Fix absolutize URL for several cases #861

Alkarex · 2024-04-05T22:17:36Z

There were a number of bugs related to the fact that Item::get_links() and Item::get_base() call each-other, making a nice mess during initialisation. See tests.

Furthermore, the standard Atom 1.0 self link was not supported for absolutize URL, wrongly using only alternate. In the same PR because otherwise the tests from both PRs would fail.

There were a number of bugs related to the fact that `Item::get_links()` and `Item::get_base()` call each-other, making a nice mess during initialisation. See tests. Furthermore, the standard Atom `self` link was not supported, wrongly falling back to `alternate`. In the same PR because otherwise the tests from both PRs would fail.

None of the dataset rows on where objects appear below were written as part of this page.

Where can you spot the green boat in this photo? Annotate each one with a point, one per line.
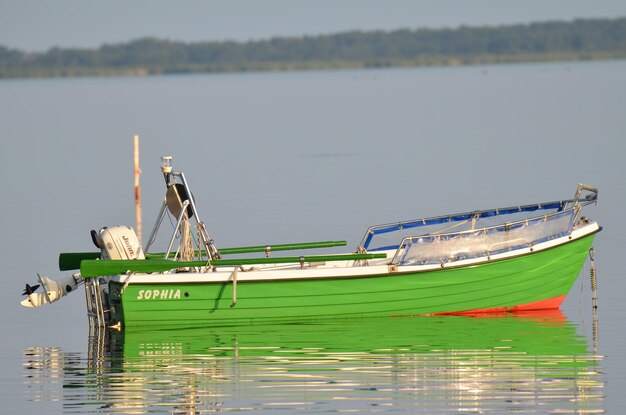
(486, 261)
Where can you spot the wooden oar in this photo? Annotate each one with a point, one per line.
(71, 260)
(101, 268)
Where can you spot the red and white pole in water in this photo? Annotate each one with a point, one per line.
(137, 189)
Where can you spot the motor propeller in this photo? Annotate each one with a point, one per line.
(30, 289)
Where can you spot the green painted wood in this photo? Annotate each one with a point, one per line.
(101, 268)
(504, 283)
(71, 260)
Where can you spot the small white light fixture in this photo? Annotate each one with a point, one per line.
(166, 164)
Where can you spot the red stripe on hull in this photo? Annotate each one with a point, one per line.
(548, 304)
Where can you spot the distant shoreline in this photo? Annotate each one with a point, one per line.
(579, 40)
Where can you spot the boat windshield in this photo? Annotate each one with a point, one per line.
(474, 234)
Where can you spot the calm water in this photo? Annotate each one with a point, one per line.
(296, 157)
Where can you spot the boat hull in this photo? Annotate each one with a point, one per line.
(531, 281)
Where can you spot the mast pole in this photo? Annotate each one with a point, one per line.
(137, 171)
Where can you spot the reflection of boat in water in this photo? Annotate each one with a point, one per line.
(426, 364)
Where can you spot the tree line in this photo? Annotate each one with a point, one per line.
(582, 39)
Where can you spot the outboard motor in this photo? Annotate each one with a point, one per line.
(52, 290)
(116, 242)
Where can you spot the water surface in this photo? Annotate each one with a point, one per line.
(294, 157)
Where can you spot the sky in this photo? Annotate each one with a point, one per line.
(37, 25)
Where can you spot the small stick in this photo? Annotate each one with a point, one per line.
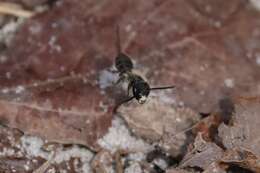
(14, 9)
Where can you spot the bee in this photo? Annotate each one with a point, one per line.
(138, 88)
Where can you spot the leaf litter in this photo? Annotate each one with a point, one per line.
(67, 102)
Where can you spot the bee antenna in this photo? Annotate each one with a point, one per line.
(118, 40)
(162, 88)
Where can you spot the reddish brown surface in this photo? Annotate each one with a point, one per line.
(196, 45)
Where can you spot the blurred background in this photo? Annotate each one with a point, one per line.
(57, 56)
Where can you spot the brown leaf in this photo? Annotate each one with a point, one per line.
(244, 133)
(242, 158)
(159, 121)
(202, 155)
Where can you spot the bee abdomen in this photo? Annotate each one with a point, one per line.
(123, 63)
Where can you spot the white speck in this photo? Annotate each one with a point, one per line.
(19, 89)
(7, 152)
(52, 43)
(229, 83)
(27, 166)
(35, 28)
(119, 137)
(161, 163)
(137, 157)
(106, 79)
(134, 168)
(32, 146)
(74, 152)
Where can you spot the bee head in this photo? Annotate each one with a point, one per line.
(141, 90)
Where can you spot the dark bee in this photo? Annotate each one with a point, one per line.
(124, 65)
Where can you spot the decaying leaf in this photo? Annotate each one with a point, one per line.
(202, 155)
(242, 158)
(244, 131)
(160, 122)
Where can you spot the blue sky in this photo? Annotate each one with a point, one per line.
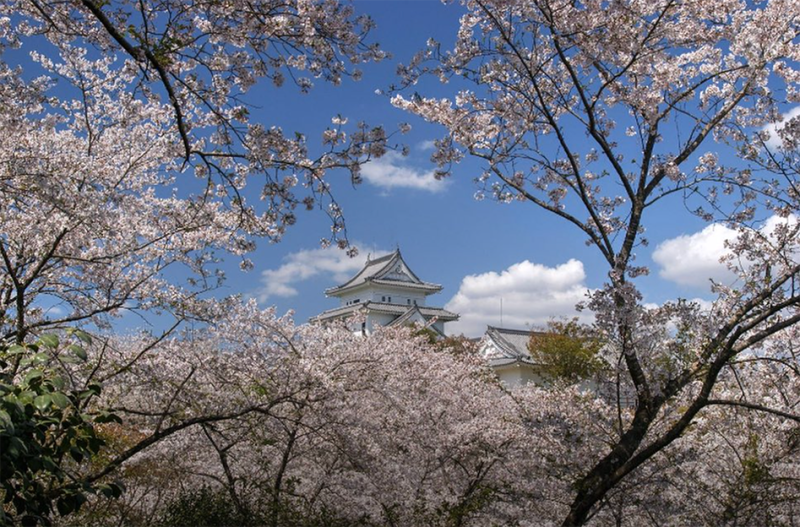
(482, 252)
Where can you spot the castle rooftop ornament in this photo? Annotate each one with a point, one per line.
(388, 292)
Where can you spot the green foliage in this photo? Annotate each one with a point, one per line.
(44, 427)
(567, 351)
(205, 507)
(208, 507)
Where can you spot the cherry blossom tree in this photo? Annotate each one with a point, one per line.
(125, 161)
(310, 421)
(597, 112)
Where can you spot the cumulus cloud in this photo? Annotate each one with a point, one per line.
(774, 142)
(694, 259)
(305, 264)
(531, 295)
(392, 171)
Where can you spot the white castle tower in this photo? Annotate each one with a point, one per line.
(389, 293)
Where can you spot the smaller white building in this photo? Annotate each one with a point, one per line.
(506, 350)
(388, 293)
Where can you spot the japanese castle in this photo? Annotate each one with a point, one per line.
(389, 294)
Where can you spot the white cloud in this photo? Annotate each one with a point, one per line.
(430, 144)
(391, 171)
(694, 259)
(531, 295)
(774, 142)
(305, 264)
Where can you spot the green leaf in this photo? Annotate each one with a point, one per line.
(42, 402)
(78, 352)
(83, 336)
(16, 350)
(49, 340)
(32, 375)
(59, 399)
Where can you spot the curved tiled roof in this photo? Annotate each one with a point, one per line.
(510, 343)
(377, 272)
(381, 307)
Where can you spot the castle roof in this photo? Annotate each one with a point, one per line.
(390, 270)
(391, 309)
(507, 345)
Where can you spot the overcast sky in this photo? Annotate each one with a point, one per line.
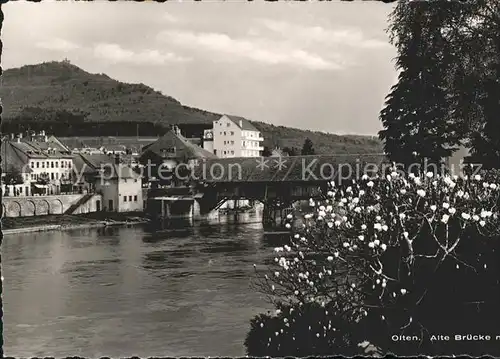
(319, 65)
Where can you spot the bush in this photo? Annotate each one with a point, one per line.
(416, 256)
(300, 331)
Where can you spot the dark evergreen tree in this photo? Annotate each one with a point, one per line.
(417, 120)
(307, 148)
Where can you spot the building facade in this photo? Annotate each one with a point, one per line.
(44, 163)
(235, 136)
(120, 188)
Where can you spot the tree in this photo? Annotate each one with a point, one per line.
(458, 43)
(307, 148)
(291, 151)
(266, 152)
(416, 118)
(391, 256)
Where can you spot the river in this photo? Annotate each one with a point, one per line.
(139, 290)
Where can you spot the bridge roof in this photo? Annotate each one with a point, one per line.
(316, 168)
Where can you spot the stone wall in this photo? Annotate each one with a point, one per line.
(43, 205)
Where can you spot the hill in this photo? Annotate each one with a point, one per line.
(66, 100)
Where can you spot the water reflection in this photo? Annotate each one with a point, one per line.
(167, 290)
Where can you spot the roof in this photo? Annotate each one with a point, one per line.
(104, 164)
(115, 148)
(13, 157)
(246, 125)
(183, 147)
(294, 168)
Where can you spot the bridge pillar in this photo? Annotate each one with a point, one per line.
(274, 215)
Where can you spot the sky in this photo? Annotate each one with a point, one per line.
(322, 66)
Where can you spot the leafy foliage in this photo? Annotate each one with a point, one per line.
(399, 256)
(447, 93)
(307, 148)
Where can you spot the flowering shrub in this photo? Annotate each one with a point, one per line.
(396, 256)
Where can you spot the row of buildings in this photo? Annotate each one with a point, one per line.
(38, 164)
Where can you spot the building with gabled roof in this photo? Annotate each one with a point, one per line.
(118, 184)
(44, 162)
(235, 136)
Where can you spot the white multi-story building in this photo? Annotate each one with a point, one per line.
(43, 161)
(235, 136)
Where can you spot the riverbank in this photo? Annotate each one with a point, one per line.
(66, 222)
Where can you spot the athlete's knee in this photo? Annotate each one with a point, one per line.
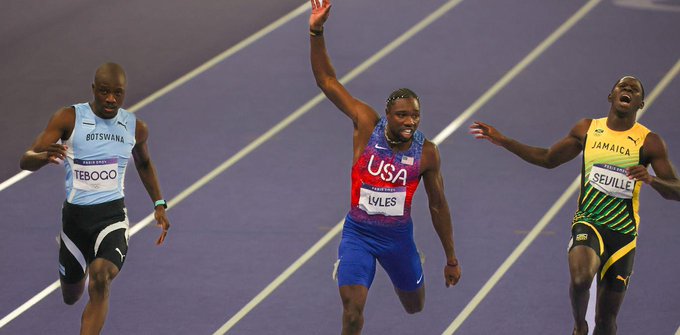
(70, 298)
(581, 279)
(101, 275)
(414, 306)
(605, 325)
(71, 293)
(353, 318)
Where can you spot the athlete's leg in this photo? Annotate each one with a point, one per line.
(102, 272)
(583, 266)
(353, 302)
(72, 292)
(609, 302)
(413, 301)
(71, 271)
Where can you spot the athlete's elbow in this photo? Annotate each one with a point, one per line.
(24, 164)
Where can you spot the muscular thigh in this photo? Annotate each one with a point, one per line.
(90, 232)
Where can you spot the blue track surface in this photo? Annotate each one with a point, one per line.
(235, 235)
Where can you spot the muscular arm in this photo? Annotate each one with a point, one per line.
(363, 116)
(666, 181)
(45, 149)
(439, 210)
(147, 173)
(559, 153)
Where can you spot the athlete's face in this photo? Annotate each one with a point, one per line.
(403, 118)
(109, 94)
(626, 96)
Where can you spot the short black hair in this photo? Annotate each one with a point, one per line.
(638, 80)
(401, 93)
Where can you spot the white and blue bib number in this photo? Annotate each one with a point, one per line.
(611, 180)
(388, 201)
(95, 175)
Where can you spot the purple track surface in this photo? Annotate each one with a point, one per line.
(235, 235)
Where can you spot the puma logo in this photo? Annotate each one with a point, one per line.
(122, 257)
(624, 280)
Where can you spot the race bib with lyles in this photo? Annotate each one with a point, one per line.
(95, 175)
(611, 180)
(388, 201)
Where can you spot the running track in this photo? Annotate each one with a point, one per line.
(232, 237)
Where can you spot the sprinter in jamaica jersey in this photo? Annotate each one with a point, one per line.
(616, 154)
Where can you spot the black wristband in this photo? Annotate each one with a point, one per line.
(160, 203)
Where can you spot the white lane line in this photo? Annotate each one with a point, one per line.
(528, 59)
(199, 70)
(15, 179)
(573, 187)
(193, 74)
(338, 227)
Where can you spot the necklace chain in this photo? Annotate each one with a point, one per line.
(391, 141)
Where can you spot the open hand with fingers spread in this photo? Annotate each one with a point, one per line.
(320, 12)
(451, 273)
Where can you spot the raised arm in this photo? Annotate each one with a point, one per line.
(439, 210)
(559, 153)
(666, 181)
(45, 149)
(325, 74)
(147, 173)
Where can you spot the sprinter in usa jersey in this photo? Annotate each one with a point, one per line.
(390, 158)
(616, 153)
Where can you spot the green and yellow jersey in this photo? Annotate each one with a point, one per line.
(608, 198)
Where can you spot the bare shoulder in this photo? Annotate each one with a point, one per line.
(581, 127)
(654, 146)
(63, 121)
(367, 117)
(430, 160)
(141, 131)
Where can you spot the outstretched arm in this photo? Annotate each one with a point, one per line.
(666, 181)
(439, 210)
(45, 149)
(325, 74)
(559, 153)
(147, 173)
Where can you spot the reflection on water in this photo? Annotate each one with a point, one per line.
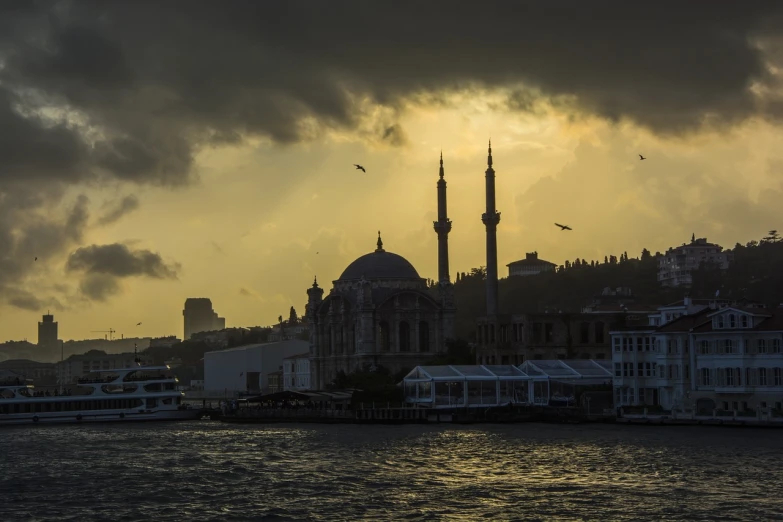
(210, 471)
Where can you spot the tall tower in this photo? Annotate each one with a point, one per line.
(47, 332)
(491, 218)
(442, 228)
(445, 288)
(314, 299)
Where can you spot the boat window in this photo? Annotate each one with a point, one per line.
(148, 375)
(119, 388)
(98, 377)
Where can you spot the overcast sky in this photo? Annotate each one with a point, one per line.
(154, 151)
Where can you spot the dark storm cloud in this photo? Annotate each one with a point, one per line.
(120, 261)
(126, 205)
(103, 91)
(26, 234)
(99, 287)
(209, 71)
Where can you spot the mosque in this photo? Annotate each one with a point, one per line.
(380, 312)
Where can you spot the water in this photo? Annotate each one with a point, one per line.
(212, 471)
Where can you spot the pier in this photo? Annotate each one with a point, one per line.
(407, 415)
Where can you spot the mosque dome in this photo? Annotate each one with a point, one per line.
(380, 265)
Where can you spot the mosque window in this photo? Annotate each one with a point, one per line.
(405, 336)
(384, 336)
(424, 336)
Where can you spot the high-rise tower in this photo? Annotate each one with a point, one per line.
(442, 228)
(47, 332)
(491, 218)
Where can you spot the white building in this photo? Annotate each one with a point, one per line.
(531, 265)
(719, 358)
(296, 372)
(246, 368)
(675, 267)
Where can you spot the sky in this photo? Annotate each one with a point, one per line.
(155, 151)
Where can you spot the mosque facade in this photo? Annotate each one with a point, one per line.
(381, 313)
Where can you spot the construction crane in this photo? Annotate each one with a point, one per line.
(110, 331)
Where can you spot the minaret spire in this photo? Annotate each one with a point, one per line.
(491, 218)
(442, 228)
(489, 154)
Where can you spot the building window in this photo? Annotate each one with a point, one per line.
(600, 332)
(548, 332)
(538, 332)
(584, 332)
(404, 332)
(384, 336)
(424, 336)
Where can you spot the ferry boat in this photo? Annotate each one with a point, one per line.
(141, 393)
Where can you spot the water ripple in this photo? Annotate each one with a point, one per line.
(211, 471)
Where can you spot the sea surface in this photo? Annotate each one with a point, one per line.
(203, 470)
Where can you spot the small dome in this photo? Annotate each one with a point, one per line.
(380, 265)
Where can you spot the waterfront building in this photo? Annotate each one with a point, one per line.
(717, 358)
(542, 383)
(246, 369)
(296, 372)
(380, 312)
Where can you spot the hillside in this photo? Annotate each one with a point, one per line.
(755, 275)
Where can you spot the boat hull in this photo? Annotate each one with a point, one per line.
(82, 417)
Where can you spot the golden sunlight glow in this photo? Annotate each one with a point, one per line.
(264, 219)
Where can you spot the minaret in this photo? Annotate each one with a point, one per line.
(491, 218)
(442, 228)
(314, 299)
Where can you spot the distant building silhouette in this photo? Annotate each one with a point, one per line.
(531, 265)
(675, 267)
(200, 317)
(381, 313)
(47, 332)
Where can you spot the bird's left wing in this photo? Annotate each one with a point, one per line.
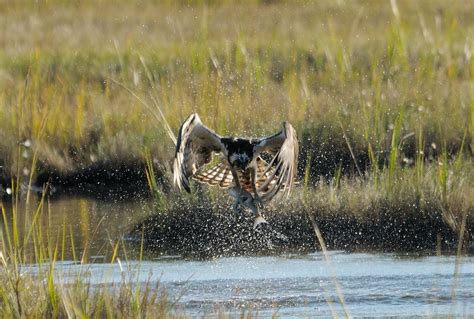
(194, 148)
(282, 168)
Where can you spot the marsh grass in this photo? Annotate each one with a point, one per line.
(32, 259)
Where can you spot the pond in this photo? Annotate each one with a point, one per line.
(289, 285)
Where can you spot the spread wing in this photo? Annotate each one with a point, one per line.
(217, 175)
(281, 171)
(194, 148)
(221, 175)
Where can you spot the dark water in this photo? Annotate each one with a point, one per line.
(372, 285)
(294, 286)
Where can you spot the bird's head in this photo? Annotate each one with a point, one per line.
(240, 160)
(240, 153)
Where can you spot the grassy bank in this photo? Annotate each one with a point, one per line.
(387, 76)
(400, 213)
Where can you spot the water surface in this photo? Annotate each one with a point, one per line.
(372, 285)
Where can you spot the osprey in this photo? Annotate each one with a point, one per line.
(241, 167)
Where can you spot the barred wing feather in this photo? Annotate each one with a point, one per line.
(282, 168)
(194, 148)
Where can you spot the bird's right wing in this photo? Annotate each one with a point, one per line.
(281, 171)
(194, 148)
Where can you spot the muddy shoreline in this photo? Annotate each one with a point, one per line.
(205, 233)
(204, 229)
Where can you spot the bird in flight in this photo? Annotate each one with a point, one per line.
(240, 167)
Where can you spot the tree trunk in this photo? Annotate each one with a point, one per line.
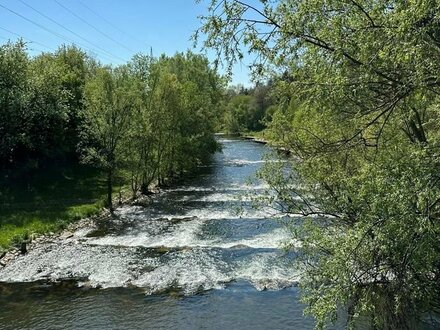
(110, 190)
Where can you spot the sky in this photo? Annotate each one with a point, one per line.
(112, 30)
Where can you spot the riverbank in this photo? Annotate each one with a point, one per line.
(48, 201)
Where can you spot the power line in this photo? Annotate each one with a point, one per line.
(32, 41)
(93, 27)
(69, 30)
(58, 35)
(109, 22)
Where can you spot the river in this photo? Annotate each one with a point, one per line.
(198, 257)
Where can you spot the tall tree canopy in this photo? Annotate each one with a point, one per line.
(358, 101)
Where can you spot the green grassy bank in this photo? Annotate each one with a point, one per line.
(47, 201)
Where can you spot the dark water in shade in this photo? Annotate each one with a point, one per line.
(188, 261)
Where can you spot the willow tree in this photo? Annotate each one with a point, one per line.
(108, 115)
(358, 88)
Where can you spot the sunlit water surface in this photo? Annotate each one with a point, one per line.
(198, 257)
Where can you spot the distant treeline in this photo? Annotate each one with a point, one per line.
(247, 109)
(151, 119)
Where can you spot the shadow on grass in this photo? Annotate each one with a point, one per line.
(47, 200)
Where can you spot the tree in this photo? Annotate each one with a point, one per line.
(14, 64)
(107, 119)
(358, 84)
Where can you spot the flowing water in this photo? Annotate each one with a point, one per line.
(199, 256)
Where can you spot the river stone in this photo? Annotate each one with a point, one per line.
(66, 235)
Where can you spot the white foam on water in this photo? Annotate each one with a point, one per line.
(103, 267)
(268, 271)
(190, 271)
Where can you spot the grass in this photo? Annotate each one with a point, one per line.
(47, 201)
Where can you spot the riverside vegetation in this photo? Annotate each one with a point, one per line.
(73, 132)
(352, 91)
(358, 105)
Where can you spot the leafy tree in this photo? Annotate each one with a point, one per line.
(107, 119)
(358, 84)
(14, 64)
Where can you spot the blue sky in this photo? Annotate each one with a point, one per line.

Alkarex · 2024-04-05T22:22:33Z

Running the additional tests without the patches returns:

There were 4 failures:

1) SimplePie\Tests\Unit\EnclosureTest::test_get_link with data set "Test RSS 2.0 with channel link and enclosure" ('            <rss version="2.0...</rss>', 'http://example.net/images/3.jpg')
Failed asserting that two strings are identical.
--- Expected
+++ Actual
@@ @@
-'http://example.net/images/3.jpg'
+'/images/3.jpg'

/home/alex/GitHub/simplepie/tests/Unit/EnclosureTest.php:40

2) SimplePie\Tests\Unit\EnclosureTest::test_get_link with data set "Test RSS 2.0 with Atom channel link and enclosure" ('            <rss version="2.0...</rss>', 'http://example.net/images/4.jpg')
Failed asserting that two strings are identical.
--- Expected
+++ Actual
@@ @@
-'http://example.net/images/4.jpg'
+'/images/4.jpg'

/home/alex/GitHub/simplepie/tests/Unit/EnclosureTest.php:40

3) SimplePie\Tests\Unit\ItemTest::test_get_permalink with data set "Test RSS 2.0 with channel link and enclosure from another domain" ('<rss version="2.0" xmlns:medi...</rss>', 'http://example.net/tests/1/')
Failed asserting that two strings are identical.
--- Expected
+++ Actual
@@ @@
-'http://example.net/tests/1/'
+'http://example.com/tests/1/'

/home/alex/GitHub/simplepie/tests/Unit/ItemTest.php:3436

4) SimplePie\Tests\Unit\ItemTest::test_get_permalink with data set "Test RSS 2.0 with Atom channel link and relative enclosure" ('<rss version="2.0" xmlns:atom...</rss>', 'http://example.net/tests/2/')
Failed asserting that two strings are identical.
--- Expected
+++ Actual
@@ @@
-'http://example.net/tests/2/'
+'/tests/2/'

/home/alex/GitHub/simplepie/tests/Unit/ItemTest.php:3436

FAILURES!
Tests: 2044, Assertions: 2926, Failures: 4.
Script phpunit handling the test event returned with error code 1

Alkarex · 2024-04-05T22:40:52Z

tests/Unit/EnclosureTest.php

+ yield 'Test RSS 2.0 with channel link and enclosure' => [
+ <<<XML
+ <rss version="2.0" xmlns:media="http://search.yahoo.com/mrss/">
+ <channel>
+ <link>http://example.net/tests/</link>
+ <item>
+ <link>/tests/3/</link>
+ <media:content url="/images/3.jpg" medium="image"></media:content>
+ </item>
+ </channel>
+ </rss>
+XML
+ ,
+ 'http://example.net/images/3.jpg',
+ ];


This was the original bug I faced, which had me investigate the issue (which turned out to be more severe and complex than anticipated...)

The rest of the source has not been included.